A daily round-up of analyses, columns and news related to the Dodd-Frank financial reform law.
Death by Delay – Nearly half the financial regulations required by the Dodd-Frank law are behind schedule, a pace that reflects some lawmakers’ attempts to effectively kill the act before the next election cycle, the New York Times reports.
So far, 28 of the financial overhaul rule-making deadlines have been missed, according to law firm Davis Polk. Of the 385 new rules to be written, regulators have completed only 24 so far, well behind the 41 rules that should have been completed by now. The setbacks affect rules ranging from a limit on debit card fees, to regulation of derivatives contracts trading, to bank capital requirements.
Says Bart Chilton, a Democrat on the Commodity Futures Trading Commission: “It’s going a lot slower than I had envisioned.”
Consumer Financial Protection Bureau – Although critics claim it will strangle financial innovation, the new CFPB may prove a boon to businesses by encouraging competition and efficient markets, reports The New Yorker.
It’s Economics 101 – a consumer bureau that arms buyers with better information will encourage comparison shopping, thereby improving the efficiency of financial markets. Currently, many consumers are confused by pages of tiny-script legalese on mortgage or credit-card agreements and often unaware of how much they are paying and why. At a time when Americans “profoundly distrust” banks, the CFPB could help the industry create better credit products for customers.
A Defense of Dodd-Frank – The Miami Herald editorial board is calling for the Obama administration to stand staunchly behind the Dodd-Frank Act, and in particular, the new Consumer Financial Protection Bureau.
Opponents of the law – mainly Republicans – have proposed legislation to sharply curtail the new bureau’s powers, citing fears of Big Government. The editorial said those efforts are misguided because the CFPB already includes the necessary checks and balances.

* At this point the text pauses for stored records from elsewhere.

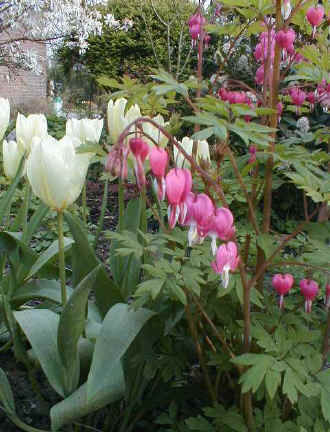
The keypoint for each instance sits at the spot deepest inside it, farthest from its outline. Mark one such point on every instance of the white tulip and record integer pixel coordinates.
(4, 116)
(85, 129)
(118, 120)
(154, 132)
(203, 152)
(56, 172)
(34, 125)
(11, 158)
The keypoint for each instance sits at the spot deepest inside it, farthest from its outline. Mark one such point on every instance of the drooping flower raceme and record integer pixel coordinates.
(56, 173)
(315, 16)
(85, 129)
(226, 260)
(178, 185)
(118, 120)
(309, 289)
(12, 156)
(154, 132)
(282, 284)
(187, 143)
(327, 296)
(140, 150)
(158, 159)
(28, 128)
(4, 116)
(221, 225)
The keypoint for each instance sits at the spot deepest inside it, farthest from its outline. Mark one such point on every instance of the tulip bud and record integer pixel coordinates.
(4, 116)
(27, 128)
(56, 173)
(11, 158)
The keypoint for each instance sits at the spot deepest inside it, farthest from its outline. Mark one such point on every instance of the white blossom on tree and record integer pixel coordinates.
(49, 21)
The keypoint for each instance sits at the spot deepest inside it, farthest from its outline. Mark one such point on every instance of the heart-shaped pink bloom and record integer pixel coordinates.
(282, 284)
(309, 289)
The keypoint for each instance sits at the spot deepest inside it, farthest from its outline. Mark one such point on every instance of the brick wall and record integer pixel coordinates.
(24, 89)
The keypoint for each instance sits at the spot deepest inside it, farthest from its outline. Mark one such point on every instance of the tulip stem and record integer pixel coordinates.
(61, 257)
(26, 205)
(103, 209)
(121, 204)
(84, 204)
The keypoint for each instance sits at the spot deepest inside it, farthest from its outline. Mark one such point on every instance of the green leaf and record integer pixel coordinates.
(6, 394)
(84, 261)
(77, 405)
(324, 380)
(151, 286)
(9, 195)
(120, 327)
(253, 377)
(40, 327)
(272, 382)
(47, 255)
(70, 328)
(38, 289)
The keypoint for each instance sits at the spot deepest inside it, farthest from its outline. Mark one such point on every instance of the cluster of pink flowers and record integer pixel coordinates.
(282, 284)
(196, 23)
(185, 207)
(315, 16)
(204, 220)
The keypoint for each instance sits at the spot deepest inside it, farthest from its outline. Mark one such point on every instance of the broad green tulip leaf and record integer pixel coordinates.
(40, 327)
(126, 269)
(84, 261)
(36, 220)
(120, 327)
(8, 196)
(47, 255)
(39, 289)
(76, 405)
(71, 326)
(6, 394)
(21, 256)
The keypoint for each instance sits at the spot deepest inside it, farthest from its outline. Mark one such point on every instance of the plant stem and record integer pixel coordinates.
(325, 349)
(103, 209)
(84, 204)
(194, 334)
(121, 204)
(61, 257)
(26, 205)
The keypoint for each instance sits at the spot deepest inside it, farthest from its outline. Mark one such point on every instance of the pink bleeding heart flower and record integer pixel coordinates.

The Warren Threat – Elizabeth Warren, opposed by congressional Republicans for the top job at the Consumer Financial Protection Bureau, is a threat to banks because she is “so darned honest about banking abuses,” according to a Reuters columnist.
It’s not that Warren is “so bloody disagreeable,” as one ex-banker said. It’s because the tough consumer advocate wants to change the status quo and end rampant credit abuses, junk fees and other financial shenanigans buried in forms and statements only bank lawyers fully understand.